My prediction is more that LLM base models are trained to be capable of the entire range of behaviors shown by humans (and fictional characters) on the Internet: good, bad, and weird, in roughly the same proportion as are found on the Internet. Alignment/Instruct training, as we currently know how to do it, can dramatically vary the proportions/probabilities, and so can prompting/jailbreaking, but we don’t yet know how to train a behavior out of a model entirely (though there has been some research into this), and there’s a mathematical proof (from about a year ago) that any behavior still in there can be evoked with as high a probability as you want by using a suitable long enough prompt.
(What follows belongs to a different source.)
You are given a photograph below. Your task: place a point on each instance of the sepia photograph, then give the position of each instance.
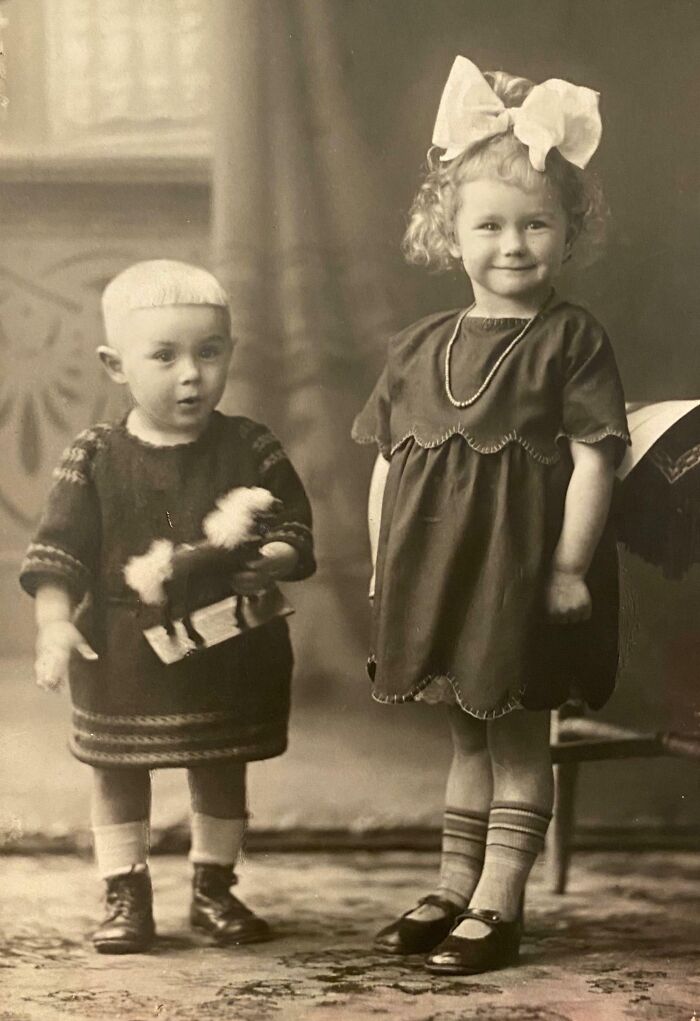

[Were I Christian, I might phrase this as “AI inherits original sin from us”. I’m more of a believer in evolutionary psychology, so the way I’d actually put it is a little less pithy: that humans, as evolved sapient living beings, are fundamentally evolved to maximize their own evolutionary fitness, so they are not always trustworthy under all circumstance, and are capable of acting selfishly or antisocially, usually in situations where this seems like a viable tactic to them. We’re training. our LLMs by ‘distilling’ human intelligence into them, so they of course pick all these behavior patterns up along with everything else about the world and our culture. This is extremely sub-optimal: as something constructed rather than evolved, they don’t have evolutionary fitness to optimize, and their intended purpose is to do what we want and look after us, not to maximize the number of their (non-existent) offspring. So the point of alignment techniques is to transform a distilled copy of an evolved intelligence into an artificial intelligence that behaves appropriately to its nature and intended purpose. They hard part of this is that they will need to understand human anti-social behavior, so they can deal with it, but not be capable (no matter the prompting or provocation) of acting that way themself, outside a fictional context. So we can’t just eliminate this stuff from their training set or somehow delete all their understanding of it.]